The Respondent argued that the Applicant was clearly planning to leave his employment in Russia, as the Officer had determined, because his leave letter stated he had 28 days but his work permit application was for two years (para. 14). The Court found that in the context of the whole application, the Applicant clearly intended to work on-and-off during his visits to Canada, which would be made occasionally over a two-year period (para. 15). The Officer ignored evidence and the decision was thus overturned.

Monday, March 06, 2017

Singh: failure to engage with evidence after fairness letter

Singh v. Canada (Citizenship and Immigration), 2017 FC 132

Barnes, 2 February 2017, online at: http://canlii.ca/t/h03cj

Decision under review: Refusal of application under Federal Skilled Worker/Express Entry Program

For Applicant: Raj Sharma, Stewart Sharma Harsanyi (Calgary)

For Respondent: Gwen MacIsaac, Dept. of Justice (Saskatoon)

The Applicant applied under FSW/EE, as a financial auditor/accountant, and the Officer doubted his experience (para. 2).
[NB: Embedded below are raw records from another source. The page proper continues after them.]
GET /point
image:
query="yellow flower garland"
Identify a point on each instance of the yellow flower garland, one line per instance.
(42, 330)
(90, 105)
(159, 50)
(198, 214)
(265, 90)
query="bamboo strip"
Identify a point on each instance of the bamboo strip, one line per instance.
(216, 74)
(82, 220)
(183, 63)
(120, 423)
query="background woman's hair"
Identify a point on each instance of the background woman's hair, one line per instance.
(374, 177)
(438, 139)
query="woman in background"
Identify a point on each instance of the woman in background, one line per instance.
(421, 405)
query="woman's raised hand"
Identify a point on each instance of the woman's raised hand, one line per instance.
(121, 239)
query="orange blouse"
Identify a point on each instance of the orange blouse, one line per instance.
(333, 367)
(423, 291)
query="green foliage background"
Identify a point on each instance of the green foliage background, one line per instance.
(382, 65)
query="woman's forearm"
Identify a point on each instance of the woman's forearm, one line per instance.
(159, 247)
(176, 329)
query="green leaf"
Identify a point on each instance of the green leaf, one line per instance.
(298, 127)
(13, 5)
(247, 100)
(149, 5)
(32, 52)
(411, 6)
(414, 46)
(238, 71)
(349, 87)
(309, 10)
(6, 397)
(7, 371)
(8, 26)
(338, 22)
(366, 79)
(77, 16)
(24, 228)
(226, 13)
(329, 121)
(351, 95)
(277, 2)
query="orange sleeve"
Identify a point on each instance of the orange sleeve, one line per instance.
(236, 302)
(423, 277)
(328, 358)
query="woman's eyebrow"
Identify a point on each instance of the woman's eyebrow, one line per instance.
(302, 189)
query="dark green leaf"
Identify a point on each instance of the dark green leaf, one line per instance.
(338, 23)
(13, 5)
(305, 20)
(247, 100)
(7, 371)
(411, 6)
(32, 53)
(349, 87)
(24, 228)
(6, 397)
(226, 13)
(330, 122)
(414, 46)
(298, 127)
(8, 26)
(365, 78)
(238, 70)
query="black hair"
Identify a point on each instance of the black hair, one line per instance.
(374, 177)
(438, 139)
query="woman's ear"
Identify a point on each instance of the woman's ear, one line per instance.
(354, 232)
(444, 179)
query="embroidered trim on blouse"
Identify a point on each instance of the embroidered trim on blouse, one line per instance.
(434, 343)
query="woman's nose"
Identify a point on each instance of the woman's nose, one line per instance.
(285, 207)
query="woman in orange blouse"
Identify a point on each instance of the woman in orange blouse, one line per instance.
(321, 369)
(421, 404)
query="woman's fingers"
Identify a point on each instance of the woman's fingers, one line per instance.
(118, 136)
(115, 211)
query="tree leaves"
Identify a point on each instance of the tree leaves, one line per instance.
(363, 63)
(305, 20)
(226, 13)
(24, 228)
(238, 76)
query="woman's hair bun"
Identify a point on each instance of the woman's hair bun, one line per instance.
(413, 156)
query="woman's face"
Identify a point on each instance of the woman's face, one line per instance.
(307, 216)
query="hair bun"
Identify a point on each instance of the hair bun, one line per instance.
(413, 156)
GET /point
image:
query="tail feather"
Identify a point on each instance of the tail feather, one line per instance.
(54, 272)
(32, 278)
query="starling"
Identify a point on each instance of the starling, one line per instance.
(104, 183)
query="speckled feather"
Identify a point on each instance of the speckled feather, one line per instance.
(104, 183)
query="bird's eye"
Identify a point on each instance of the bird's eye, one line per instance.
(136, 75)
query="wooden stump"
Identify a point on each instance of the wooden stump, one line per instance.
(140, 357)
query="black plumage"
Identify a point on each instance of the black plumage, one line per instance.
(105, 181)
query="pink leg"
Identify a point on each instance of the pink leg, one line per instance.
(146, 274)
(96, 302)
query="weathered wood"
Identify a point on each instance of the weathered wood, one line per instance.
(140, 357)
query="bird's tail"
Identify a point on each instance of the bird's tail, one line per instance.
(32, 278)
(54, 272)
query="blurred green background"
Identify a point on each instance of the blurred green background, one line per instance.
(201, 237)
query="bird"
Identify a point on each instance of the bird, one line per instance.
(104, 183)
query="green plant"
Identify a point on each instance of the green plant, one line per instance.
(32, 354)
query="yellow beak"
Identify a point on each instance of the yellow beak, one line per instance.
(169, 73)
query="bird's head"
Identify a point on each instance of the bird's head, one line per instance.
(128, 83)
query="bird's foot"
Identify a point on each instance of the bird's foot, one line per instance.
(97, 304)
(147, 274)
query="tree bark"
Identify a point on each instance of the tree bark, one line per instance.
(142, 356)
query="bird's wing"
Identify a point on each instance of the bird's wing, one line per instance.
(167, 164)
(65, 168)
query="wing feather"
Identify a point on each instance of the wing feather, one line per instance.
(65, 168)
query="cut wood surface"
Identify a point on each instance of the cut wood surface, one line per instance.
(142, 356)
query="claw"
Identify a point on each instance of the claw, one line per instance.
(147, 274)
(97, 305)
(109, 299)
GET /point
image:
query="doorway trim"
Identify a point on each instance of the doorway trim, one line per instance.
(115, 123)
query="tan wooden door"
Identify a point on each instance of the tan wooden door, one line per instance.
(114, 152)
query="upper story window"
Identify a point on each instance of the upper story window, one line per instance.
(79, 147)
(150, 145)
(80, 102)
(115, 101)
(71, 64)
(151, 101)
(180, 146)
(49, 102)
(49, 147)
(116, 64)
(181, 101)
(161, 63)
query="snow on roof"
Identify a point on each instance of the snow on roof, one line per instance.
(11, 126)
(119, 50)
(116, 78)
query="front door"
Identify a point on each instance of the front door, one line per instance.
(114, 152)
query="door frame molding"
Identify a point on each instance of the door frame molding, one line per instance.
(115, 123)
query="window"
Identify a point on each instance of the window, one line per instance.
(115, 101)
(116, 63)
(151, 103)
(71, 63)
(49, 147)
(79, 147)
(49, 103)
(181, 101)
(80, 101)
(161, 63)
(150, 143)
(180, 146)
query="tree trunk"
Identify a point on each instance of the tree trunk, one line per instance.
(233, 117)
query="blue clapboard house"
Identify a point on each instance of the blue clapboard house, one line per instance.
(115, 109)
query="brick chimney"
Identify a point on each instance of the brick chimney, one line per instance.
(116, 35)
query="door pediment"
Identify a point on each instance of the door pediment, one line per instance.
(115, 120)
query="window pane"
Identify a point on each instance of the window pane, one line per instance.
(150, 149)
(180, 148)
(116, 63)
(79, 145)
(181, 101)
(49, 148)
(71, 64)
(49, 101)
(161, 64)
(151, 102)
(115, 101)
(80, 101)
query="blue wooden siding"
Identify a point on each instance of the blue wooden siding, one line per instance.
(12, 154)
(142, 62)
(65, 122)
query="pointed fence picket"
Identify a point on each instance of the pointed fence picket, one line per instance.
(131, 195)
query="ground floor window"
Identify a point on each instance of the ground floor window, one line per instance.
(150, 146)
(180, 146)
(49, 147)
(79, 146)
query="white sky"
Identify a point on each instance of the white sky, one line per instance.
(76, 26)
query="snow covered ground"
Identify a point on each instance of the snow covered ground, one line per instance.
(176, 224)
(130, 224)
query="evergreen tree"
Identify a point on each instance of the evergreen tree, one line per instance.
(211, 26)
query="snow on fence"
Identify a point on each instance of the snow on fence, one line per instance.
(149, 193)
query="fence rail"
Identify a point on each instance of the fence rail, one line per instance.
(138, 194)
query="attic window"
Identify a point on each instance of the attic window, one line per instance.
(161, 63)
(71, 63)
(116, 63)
In his FSW/EE application, Mr. Singh claimed he had worked as an auditor with a particular accounting firm between December 1, 2011 and August 14, 2013; however, in previous student and temporary work visas, he had allegedly not listed this same work experience (paras. 2-3).

The Officer sent a fairness letter to Mr. Singh, stating that his work experience was in doubt based on an absence of corroborating evidence, failure to declare the work history in earlier applications, and that period of work overlapping with another at the Institute of Chartered Accountants of India (para. 4). Mr. Singh replied that he had not been employed by the Institute of Chartered Accountants of India but doing a co-op placement through them; he also submitted additional corroborating evidence; and he explained that he had omitted it from the previous applications through a misunderstanding, thinking that the previous applications required him to list his work experience in Canada (para. 5). He stated further that he would have included this experience because it would have been helpful to his applications – the clear implication of his statement is that he would have included it had he known he could.

The Officer’s refusal letter simply states that after the issue was raised, “You replied with further information and documents which were fully reviewed and assessed. However based on balance of probabilities and the evidence provided I am not satisfied that you acquired foreign work experience you have declared.” (para. 6). According to the FOSS/GCMS notes (para. 7), the Officer rejected Mr. Singh’s explanations because:

  • Mr. Singh stated he “would not have” failed to mention his work experience in the previous applications, but he did fail to mention it;
  • The fact the he was only mentioning it now “brings into doubt the credibility” of Mr. Singh; the Court went on to note that Mr. Singh had actually given several documents for corroboration, including those specifically requested by the officer, and to agree with counsel for Mr. Singh that the Officer had “failed to engage in a meaningful way with the evidence” (paras. 8-9);
  • During the period of overlap, he could not have been both working and studying, both on a full-time basis; the Court went on to note that as he was doing a co-op or internship, this was precisely what he was doing (para. 10);
  • The Officer also raised the issue that Mr. Singh had not yet been able to gain employment in Canada; the Court notes that this is a non sequitur and irrelevant (para. 11)

An Officer cannot merely pay lip service to submissions in response to a fairness letter; he or she must genuinely engage with the submissions.